Он зашагал впереди по доскам неширокого тротуарчика. Доски пружинили, и Генке казалось, что они вот-вот подкинут Владика вверх на целый метр – таким он выглядел легким.
– Бумага помятая немного, – заговорил Генка. – Намочить придется, чтобы расправить.
Владик замедлил шаги.
– Намочить? Слушай, а я про это ничего не знаю. Разве она не порвется?
– Не порвется. Еще лучше потом натянется, когда высохнет. Ну, я покажу.
– Покажешь, правда? – быстро спросил Владик. – Ты не торопишься?
– Куда мне торопиться? – сказал Генка с чуть заметной досадой. – А я… не рано пришел?
– Ну что ты! Мы знаешь как рано встаем. Папе к восьми на работу.
Владик безошибочно вел Генку через длинный двор, мимо помидорных и морковных грядок, мимо парников, к небольшому кособокому сараю. А когда подошли, точным ударом ноги толкнул дверь.
– Подождешь минутку? Я тут винт ищу для наушника… Ты садись.
Полутьма сарайчика пахла сухими стружками и была прорезана солнечными щелями. Генка сел у стены на чурбак. По углам громоздились сломанные стулья, дырявые чемоданы и другая рухлядь, которую почему-то часто жалеют и не решаются сжечь. А у двери на толстой березовой чурке поблескивали слесарные тиски. Они были новые – видно, поставили их здесь недавно.
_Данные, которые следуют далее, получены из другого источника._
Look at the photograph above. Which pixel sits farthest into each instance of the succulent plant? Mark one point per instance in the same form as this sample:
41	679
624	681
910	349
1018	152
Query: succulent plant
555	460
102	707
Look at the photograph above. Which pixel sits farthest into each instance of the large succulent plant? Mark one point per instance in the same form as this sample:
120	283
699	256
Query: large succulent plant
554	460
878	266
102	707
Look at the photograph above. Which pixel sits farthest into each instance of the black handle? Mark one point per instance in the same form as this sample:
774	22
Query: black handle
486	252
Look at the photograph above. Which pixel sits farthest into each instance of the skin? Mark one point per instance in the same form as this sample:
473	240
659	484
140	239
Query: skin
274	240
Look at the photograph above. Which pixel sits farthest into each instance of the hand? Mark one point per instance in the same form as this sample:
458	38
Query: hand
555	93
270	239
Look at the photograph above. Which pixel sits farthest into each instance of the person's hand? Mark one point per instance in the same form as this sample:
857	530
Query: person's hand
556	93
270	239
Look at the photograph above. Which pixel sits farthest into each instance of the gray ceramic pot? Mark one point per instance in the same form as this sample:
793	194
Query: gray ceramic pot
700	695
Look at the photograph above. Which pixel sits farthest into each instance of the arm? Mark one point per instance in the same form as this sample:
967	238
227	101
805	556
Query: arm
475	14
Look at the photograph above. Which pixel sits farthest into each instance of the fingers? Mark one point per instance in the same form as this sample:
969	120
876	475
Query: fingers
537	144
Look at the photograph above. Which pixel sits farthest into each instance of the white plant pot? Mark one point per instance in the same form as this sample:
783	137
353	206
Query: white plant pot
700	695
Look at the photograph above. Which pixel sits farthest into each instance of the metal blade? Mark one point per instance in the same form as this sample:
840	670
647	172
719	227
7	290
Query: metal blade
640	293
Владик сел на корточки перед большой картонной коробкой. Солнце из щелей сразу опоясало его тремя желтыми шнурами. В коробке что-то звенело: Владик на ощупь отыскивал винт.
Генка привстал.
– Какой винт? Давай помогу.
– Я сам… Ты тут и не разберешься в моем хозяйстве. Я быстро.
И правда, он быстро нащупал среди мотков проволоки, гвоздей и гаек маленький шуруп. Из этой же коробки вытащил он и наушники на металлической дужке. Один наушник едва держался, и Владик стал его привинчивать. Шуруп входил в гнездо туго. Ногти у Владика побелели от напряжения. Он закусил губу и низко наклонил голову, будто хотел разглядеть упрямый винт.